# 3 section staff



## MMAkid1 (Apr 28, 2008)

Anyone know any websites for how to use a three section staff? Maybe some katas for it as well?


----------



## jks9199 (Apr 28, 2008)

MMAkid1 said:


> Anyone know any websites for how to use a three section staff? Maybe some katas for it as well?


Weapons aren't something to try to learn from a book or website...  especially weapons with unusual characteristics like the 3-section staff.  Look through this section, and you'll see plenty of threads that dig into that...

You seem very interested in advancing your training, but I don't get the impression that you're actually formally training with anyone.  Let me suggest that you re-direct the efforts from finding easy answers on the web to finding a local instructor in a style that offers what you want.  That search is more likely to bear fruit than your current efforts.


----------



## MMAkid1 (Apr 28, 2008)

That is true, of course, but I am only looking for the basics of the three section staff. My mother's boyfriend is A 1st degree blackbelt in kempo and has trained in both the Staff and nunchaku, so we thought it would be interesting to delve into the three section staff. He has used his staff techniques with it, and some were quite effective.

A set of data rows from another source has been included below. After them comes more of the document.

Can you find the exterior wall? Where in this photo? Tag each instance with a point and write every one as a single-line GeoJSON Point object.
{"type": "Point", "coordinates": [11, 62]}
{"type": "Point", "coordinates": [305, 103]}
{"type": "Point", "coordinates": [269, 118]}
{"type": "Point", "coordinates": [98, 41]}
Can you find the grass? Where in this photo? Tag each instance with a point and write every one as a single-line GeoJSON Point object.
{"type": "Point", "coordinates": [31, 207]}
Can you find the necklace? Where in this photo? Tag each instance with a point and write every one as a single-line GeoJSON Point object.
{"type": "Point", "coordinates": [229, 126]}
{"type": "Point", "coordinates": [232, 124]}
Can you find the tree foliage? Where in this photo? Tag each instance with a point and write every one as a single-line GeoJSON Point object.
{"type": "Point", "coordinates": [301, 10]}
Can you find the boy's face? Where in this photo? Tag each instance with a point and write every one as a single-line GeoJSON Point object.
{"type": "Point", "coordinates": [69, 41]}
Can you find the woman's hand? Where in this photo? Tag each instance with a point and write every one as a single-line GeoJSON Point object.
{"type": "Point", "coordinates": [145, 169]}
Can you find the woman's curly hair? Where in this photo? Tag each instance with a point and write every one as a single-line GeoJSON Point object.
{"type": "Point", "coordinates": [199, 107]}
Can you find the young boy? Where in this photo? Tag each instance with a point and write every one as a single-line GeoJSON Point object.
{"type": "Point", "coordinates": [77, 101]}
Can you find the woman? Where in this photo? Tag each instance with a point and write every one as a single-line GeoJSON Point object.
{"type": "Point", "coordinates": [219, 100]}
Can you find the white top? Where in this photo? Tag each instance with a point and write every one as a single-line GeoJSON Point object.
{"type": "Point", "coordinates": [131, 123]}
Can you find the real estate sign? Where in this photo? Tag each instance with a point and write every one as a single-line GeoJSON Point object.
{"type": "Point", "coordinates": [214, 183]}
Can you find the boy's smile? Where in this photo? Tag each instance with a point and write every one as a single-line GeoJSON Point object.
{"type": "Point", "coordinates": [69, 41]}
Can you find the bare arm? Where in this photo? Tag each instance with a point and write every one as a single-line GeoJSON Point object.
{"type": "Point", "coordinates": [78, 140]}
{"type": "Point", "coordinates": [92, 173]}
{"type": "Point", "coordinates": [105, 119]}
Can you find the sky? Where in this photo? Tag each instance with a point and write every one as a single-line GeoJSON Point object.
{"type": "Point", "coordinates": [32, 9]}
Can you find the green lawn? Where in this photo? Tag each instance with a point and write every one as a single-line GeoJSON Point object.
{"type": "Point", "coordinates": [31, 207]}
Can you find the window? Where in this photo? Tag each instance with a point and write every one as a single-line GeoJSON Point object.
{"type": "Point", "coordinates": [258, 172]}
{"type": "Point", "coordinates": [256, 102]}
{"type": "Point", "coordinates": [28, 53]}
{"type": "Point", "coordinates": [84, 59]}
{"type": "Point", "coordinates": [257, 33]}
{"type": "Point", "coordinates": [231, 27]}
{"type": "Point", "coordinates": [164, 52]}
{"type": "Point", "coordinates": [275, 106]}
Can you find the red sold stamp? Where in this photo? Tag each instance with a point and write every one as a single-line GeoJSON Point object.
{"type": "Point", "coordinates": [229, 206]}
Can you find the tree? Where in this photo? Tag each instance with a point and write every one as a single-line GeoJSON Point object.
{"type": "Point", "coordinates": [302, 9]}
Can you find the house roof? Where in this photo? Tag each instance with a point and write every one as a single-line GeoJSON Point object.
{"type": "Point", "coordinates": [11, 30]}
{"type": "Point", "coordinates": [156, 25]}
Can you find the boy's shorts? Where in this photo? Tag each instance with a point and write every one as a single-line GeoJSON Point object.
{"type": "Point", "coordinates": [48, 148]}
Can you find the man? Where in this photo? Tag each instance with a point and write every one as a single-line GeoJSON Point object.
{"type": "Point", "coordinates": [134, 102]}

We are just looking for the basics on "how to not kil yourself with a three section staff"
	

	
	
		
		

		
			





 In all seriousness, we are just looking for the basics of the three section staff.


----------



## Xue Sheng (Apr 28, 2008)

Basic 3 section staff is basically a great way to knock yourself out when it whacks you in the back of the head (to list only one of the many ways it is possible to injure yourself with a 3 section staff). It is not a weapon you just pick up to play with, it is not nunchaku but a staff is a good place to start learning.

I knew an experienced and well trained 3 section staff guy that made one little mistake and knocked himself out during a demo... find a teacher

If you must play at least get the safety type, it will be much less painful


----------